Antihyperlipidemic activity of Clitoria ternatea and Vigna mungo in rats.

Author information

1
Department of Pharmacology, L. M. College of Pharmacy, Navrangpura, Ahmedabad, Gujarat, India. dy_solanki@yahoo.co.in

Abstract

CONTEXT:

Hyperlipidemia is one of the major risk factors for atherosclerosis and cardiovascular diseases.

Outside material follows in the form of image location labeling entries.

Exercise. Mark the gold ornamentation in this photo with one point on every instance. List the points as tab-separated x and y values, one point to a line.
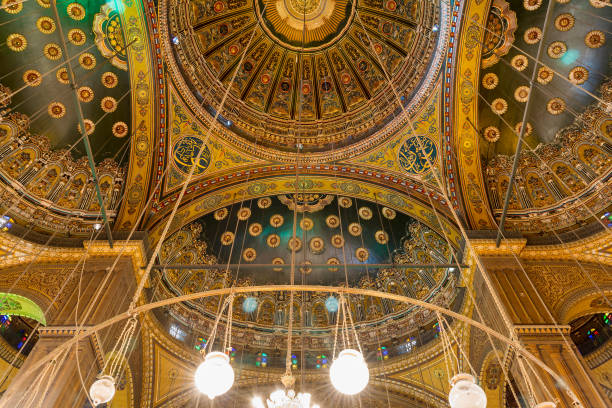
56	110
499	106
120	129
16	42
45	25
595	39
556	49
564	22
491	134
227	238
519	62
255	229
332	221
555	106
532	35
52	51
32	77
273	240
545	75
578	75
490	80
521	94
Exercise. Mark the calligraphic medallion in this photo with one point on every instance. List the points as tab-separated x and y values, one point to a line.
186	151
417	154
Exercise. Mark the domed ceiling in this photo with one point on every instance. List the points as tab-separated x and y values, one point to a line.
324	87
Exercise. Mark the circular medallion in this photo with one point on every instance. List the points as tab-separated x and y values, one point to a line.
227	238
332	221
255	229
273	240
316	245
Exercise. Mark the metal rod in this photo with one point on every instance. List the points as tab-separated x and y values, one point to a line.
519	144
85	136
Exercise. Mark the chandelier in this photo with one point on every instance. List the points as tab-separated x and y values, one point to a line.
282	399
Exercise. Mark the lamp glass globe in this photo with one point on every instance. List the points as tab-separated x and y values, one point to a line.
103	390
215	376
465	393
349	372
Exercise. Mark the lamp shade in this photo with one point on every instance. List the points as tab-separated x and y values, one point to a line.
349	372
103	390
215	376
465	393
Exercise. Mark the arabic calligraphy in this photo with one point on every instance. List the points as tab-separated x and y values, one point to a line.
185	152
413	158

Some plants are effective in controlling hyperlipidemia.

OBJECTIVE:

To investigate the anti-hyperlipidemic effect of Clitoria ternatea L. and Vigna mungo L. (Fabaceae) on experimentally induced hyperlipidemia in rats.

MATERIALS AND METHODS:

The poloxamer 407-induced acute hyperlipidemia and diet-induced hyperlipidemia models were used for this investigation.

RESULTS:

Oral administration of the hydroalcoholic extract of the roots and seeds of C. ternatea and the hydroalcoholic extract of the seeds of V. mungo resulted in a significant (p < 0.05) reduction of serum total cholesterol, triglycerides, very low-density lipoprotein cholesterol, and low-density lipoprotein cholesterol levels. The atherogenic index and the HDL/LDL ratio were also normalized after treatment in diet-induced hyperlipidemic rats. The effects were compared with atorvastatin (50 mg/kg, p.o.) and gemfibrozil (50 mg/kg, p.o.), reference standards.

DISCUSSION:

The cholesterol-lowering effect of C. ternatea might be attributed to increased biliary excretion and decreased absorption of dietary cholesterol. The cholesterol-lowering effects of V. mungo seeds might be because of decreased HMG-CoA reductase activity, increased biliary excretion, and decreased absorption of dietary cholesterol. Additionally, they improved natural antioxidant defense mechanisms.

CONCLUSION:

The findings of the investigation suggest that C. ternatea and V. mungo have significant antihyperlipidemic action against experimentally-induced hyperlipidemia.

PMID:
20673179
DOI:
10.3109/13880200903406147
[Indexed for MEDLINE]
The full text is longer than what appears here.